Alright, now I am getting mad.

Only problem is who should I be mad at.  The Club of Rome that for 30 years of my life has been telling me we are running out of oil?  Or the Oil Producers that like DeBeers Diamonds, have been sitting on their riches in order to control the price?

Obviously it has to one or the other.  Doesn't it?


----------



## Greymatters (19 Oct 2008)

I notice the article fails to mention that Canadian energy companies are already working with the Cuban government on developing their oil reserves...


----------



## The Bread Guy (19 Oct 2008)

Greymatters said:
			
		

> I notice the article fails to mention that *Canadian energy companies* are already working with the Cuban government on developing their oil reserves...



Among others - more here and here.


----------



## a_majoor (19 Oct 2008)

Given the primitive economy and corrupt nature of the Cuban regime, I suspect the extra revenues from oil will have the same perverse effects as resource wealth has had on places as diverse as Kuwait, Venezuela or Saudi Arabia.


----------



## BCBoy (20 Oct 2008)

I wonder how the US will react?

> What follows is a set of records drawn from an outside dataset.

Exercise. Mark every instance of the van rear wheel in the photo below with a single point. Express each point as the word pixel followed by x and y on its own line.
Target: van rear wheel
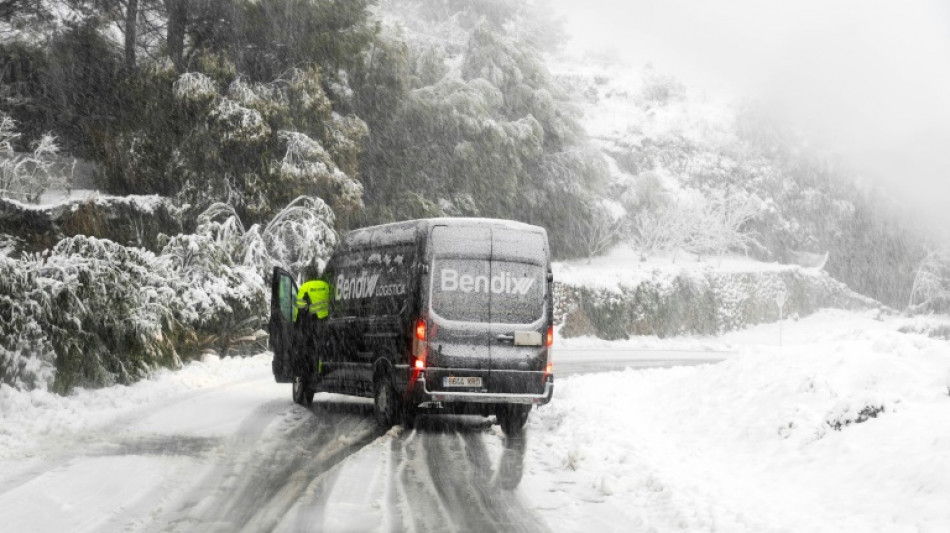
pixel 512 418
pixel 385 402
pixel 302 392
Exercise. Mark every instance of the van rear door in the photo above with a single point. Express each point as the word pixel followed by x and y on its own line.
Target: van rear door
pixel 518 311
pixel 460 309
pixel 488 310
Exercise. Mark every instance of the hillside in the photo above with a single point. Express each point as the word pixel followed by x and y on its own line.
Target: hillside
pixel 265 129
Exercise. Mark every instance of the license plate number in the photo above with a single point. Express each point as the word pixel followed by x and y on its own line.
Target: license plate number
pixel 462 381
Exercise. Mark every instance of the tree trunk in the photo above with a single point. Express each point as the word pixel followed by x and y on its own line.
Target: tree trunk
pixel 131 15
pixel 177 20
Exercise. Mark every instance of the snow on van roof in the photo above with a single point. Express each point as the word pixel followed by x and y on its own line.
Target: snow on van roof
pixel 404 231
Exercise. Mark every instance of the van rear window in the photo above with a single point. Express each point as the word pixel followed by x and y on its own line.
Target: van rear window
pixel 478 290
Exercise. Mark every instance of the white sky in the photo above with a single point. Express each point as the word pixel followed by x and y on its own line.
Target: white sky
pixel 867 78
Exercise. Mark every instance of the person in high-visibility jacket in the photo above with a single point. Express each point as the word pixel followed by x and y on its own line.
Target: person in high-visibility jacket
pixel 314 296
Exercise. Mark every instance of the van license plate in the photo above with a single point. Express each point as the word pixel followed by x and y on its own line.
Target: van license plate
pixel 456 381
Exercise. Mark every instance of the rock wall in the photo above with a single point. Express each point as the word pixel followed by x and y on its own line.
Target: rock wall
pixel 127 220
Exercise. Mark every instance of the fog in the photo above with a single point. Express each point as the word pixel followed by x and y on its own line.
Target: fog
pixel 869 80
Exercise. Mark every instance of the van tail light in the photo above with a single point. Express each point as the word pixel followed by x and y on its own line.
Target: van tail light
pixel 420 335
pixel 548 342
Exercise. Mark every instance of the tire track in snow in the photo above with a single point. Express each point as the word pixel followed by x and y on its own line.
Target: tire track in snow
pixel 100 438
pixel 264 474
pixel 444 481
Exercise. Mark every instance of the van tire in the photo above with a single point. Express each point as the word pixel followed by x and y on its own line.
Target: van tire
pixel 385 402
pixel 409 413
pixel 302 392
pixel 512 418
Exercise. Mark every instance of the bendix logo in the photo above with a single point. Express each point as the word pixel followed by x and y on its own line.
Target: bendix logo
pixel 360 287
pixel 365 286
pixel 500 283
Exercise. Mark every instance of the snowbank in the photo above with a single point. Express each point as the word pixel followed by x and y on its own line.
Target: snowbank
pixel 617 296
pixel 844 428
pixel 28 418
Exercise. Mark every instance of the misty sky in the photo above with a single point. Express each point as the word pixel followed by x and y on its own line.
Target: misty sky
pixel 867 78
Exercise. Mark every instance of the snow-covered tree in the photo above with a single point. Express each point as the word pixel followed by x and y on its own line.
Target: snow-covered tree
pixel 27 176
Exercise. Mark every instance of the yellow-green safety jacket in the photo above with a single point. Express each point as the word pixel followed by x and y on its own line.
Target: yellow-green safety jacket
pixel 317 301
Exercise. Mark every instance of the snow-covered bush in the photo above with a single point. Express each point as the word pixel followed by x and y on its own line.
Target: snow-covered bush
pixel 26 354
pixel 91 312
pixel 703 226
pixel 220 301
pixel 300 236
pixel 931 288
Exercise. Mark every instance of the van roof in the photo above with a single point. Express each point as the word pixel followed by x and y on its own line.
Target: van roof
pixel 406 230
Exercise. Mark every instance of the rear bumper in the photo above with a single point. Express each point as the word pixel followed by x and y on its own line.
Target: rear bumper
pixel 422 394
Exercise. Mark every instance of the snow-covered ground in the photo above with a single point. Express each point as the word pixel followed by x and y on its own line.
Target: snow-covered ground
pixel 622 267
pixel 774 438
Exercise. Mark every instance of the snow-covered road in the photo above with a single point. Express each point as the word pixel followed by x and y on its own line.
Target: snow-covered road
pixel 844 427
pixel 237 454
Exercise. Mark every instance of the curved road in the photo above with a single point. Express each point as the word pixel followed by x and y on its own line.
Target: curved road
pixel 242 457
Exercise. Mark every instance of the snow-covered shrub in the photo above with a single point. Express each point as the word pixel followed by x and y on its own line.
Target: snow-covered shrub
pixel 26 354
pixel 194 86
pixel 298 237
pixel 113 311
pixel 931 288
pixel 221 301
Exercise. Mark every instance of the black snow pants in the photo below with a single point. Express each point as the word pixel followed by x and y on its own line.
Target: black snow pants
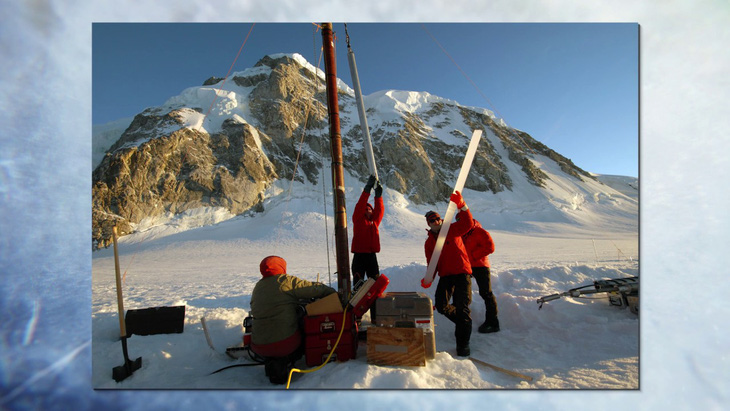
pixel 458 287
pixel 483 277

They will probably want to be buddy-buddy with Cuba now. :-\


----------



## George Wallace (20 Oct 2008)

Speculation:  Raoul Nationalizes the Oil Industry in Cuba and the people see no benefits of the the monies coming in.  The People rise up and throw Communism out of power.  Expatriate Cubans return home.  Capitalism flourishes.  Tourism rises.  ................................


----------



## Drag (20 Oct 2008)

The Castro brother proved too resilient.  They will bring in the Chinese or Venezuelans to exploit the oil.  Once they get the oil flowing it will be difficult to get them or their appointed successors out without outside help.


----------



## CougarKing (30 Jul 2009)

Another update:



> *Russia is to begin oil exploration in the Gulf of Mexico, after signing a deal with Cuba, says Cuban state media.
> *
> Russian Deputy Prime Minister Igor Sechin signed four contracts securing exploration rights in Cuba's economic zone in the Gulf.
> 
> Havana says there may be some 20bn barrels of oil of its coast but the US puts that estimate at five billion.



http://news.bbc.co.uk/2/hi/americas/8175704.stm


----------



## j0hn_r1 (30 Jul 2009)

CougarDaddy said:
			
		

> Another update:
> 
> http://news.bbc.co.uk/2/hi/americas/8175704.stm



Actually, if you read the very last line in the linked article...



> The US Geological Survey (USGS) recently estimated that as much as 9bn barrels of oil and 21 trillion cubic feet of natural gas could lie within that zone, in the North Cuba Basin.



 :-\


----------